In the misty mountain canyon, dawn breaks early as we wake and can see where we are at four in the morn a little fresh from slumbering, feet into boots and out onto the dew wet grass and the shadow of the mountain all around. Such fresh cold air! We grab up the tents and rumble back into the van with torn bread and scoops of cream cheese shoveled into our mouths.
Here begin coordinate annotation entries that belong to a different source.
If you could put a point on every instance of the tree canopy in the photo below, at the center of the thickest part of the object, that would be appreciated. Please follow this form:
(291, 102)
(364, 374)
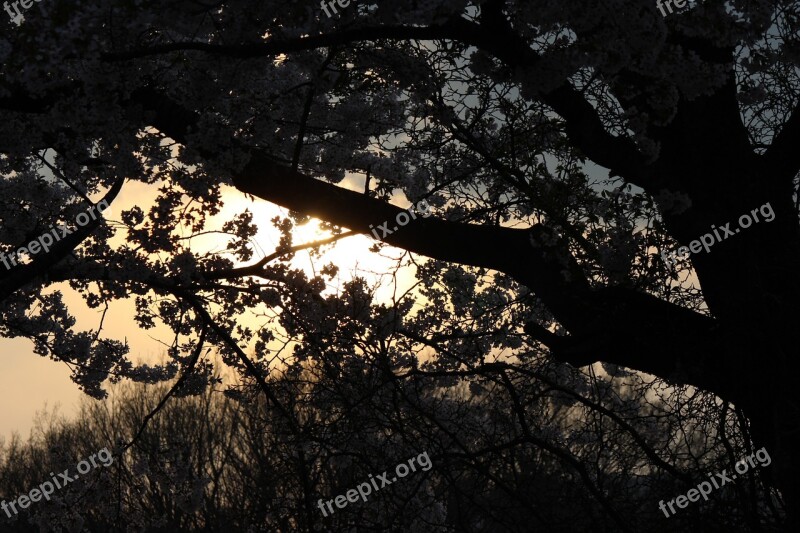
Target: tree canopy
(565, 150)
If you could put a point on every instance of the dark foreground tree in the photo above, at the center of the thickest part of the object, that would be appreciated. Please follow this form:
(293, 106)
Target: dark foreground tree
(566, 148)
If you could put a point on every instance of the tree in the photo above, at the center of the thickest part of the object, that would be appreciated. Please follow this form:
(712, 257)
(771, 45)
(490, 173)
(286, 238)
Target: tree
(503, 116)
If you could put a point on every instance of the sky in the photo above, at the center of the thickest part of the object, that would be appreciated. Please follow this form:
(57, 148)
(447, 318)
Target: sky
(30, 383)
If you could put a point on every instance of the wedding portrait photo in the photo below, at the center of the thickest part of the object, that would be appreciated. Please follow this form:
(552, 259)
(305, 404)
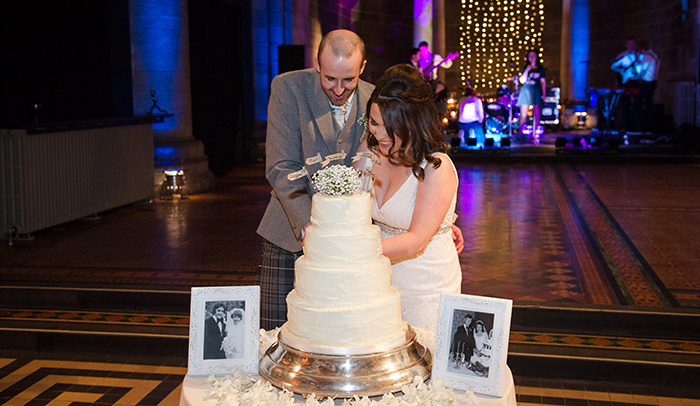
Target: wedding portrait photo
(470, 348)
(224, 330)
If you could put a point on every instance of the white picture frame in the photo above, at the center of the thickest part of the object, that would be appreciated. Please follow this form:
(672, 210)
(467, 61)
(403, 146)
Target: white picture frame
(215, 347)
(484, 372)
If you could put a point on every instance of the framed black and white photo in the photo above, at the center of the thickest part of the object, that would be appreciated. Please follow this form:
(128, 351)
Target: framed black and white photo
(471, 344)
(224, 330)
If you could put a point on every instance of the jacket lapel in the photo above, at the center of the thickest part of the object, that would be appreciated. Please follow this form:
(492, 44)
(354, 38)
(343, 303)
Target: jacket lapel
(322, 114)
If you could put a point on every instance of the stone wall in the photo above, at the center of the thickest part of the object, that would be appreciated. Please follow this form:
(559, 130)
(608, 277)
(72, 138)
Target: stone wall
(661, 22)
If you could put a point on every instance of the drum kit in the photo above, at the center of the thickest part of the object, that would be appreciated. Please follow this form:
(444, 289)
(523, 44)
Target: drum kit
(501, 112)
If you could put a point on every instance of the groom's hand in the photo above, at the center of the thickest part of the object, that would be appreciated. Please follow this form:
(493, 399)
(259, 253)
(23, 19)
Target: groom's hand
(457, 238)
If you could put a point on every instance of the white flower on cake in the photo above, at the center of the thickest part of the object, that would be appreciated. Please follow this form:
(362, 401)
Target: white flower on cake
(337, 180)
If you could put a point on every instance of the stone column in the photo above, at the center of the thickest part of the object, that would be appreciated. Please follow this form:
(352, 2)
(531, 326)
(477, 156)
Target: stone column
(438, 45)
(580, 46)
(565, 51)
(160, 62)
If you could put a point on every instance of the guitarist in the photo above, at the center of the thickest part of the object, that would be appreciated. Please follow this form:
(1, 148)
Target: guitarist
(626, 64)
(627, 76)
(428, 64)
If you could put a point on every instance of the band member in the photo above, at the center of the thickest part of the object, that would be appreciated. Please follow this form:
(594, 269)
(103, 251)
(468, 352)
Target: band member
(429, 64)
(532, 93)
(648, 70)
(628, 77)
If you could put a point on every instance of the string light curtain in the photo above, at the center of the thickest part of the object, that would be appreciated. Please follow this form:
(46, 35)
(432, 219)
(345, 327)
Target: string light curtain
(494, 36)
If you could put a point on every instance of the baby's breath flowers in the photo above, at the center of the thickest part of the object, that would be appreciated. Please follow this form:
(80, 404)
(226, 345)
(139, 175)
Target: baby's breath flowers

Rubbing at our hands to keep the cold off and the warm in, it feels great to be surrounded by these tall walls of rock all tumbling with stones and the mighty great evergreen forests in the basins and valleys below cut through with winding old paths that scratch up the steep scarps and over peaks through sheer passes and along frozen creek beds.
So high up now twisting around these roads we can see the plains of Slavic Europe far below us still sleeping, distant townships with industry and traffic, but up here it’s so still and peaceful, crystal clear lakes in absolute mirror silence, so few cars on the road, just our chatter as we make our way to base camp and the start of our climb. Piling out now we tighten up laces and check packs for sleeping bags, roll mats, waterproofs, water bottles and warm woolly jumpers and hats before we hunkle down for another round of breakfast, more wholemeal bread and cans of tuna or sardines and sausages and olives all washed down with gulps of water. Then we pack the rest away for a big hearty dinner tonight and a bare breakfast tomorrow with whatever leftovers we can find. And now we go. Gabs uncle leading the way followed by his three age old pals who I’ve endearingly called Jack, The Bear and Old Man Mickey.
The track is mild at first, an easy incline over a rocky path through a wood teeming with fir trees and lilac flowers and berries and strong scents released as our legs brush up against herb plants and tall grass. The rising morning sunlight bursts through holes in the canopy and lights up our path like a disco ball. Warm summer sun pulsates on our backs and feels good on my neck. Around us only the oldest of sounds make any peep, the trickle of a stream over pebbles and wind rustling through the branches, squirrels and birds at play, the crunch of our feet on cones and twigs and the happy sound of our voices muttering in groups.
When the trees thin out to an end we can see the range looming up before us with its ravines and snow topped peaks, my calf muscles tense and relax in anticipation.
We walk on following winding paths that skirt the lower hills, headed straight down the throat of the range, its walls closing in on either side of our little party. Soon a stream crosses our path bridged by felled logs and we stop to spoon mouthfuls of this sweet cold water to refresh and quench our thirst. After that the terrain changes dramatically as we begin to scramble over loose rocks and giant boulders with small lakes dotted either side of the path, silvery reflective pools catching up all the clouds that roll overhead. A stony staircase has been worn into the side of the mountain and we follow it up, drifts of mist forming around us still in the early morning air. Crossing rise after fall after rise and each taking us higher and closer to the peak we want to claim until around midday we reach a wooden halfway hut with a warm chimney bellowing smoke where we can sit down out of the wind and buy steaming hot cups of coffee and tea and scoff down the most delicious slices of apple pie we’ve ever tasted.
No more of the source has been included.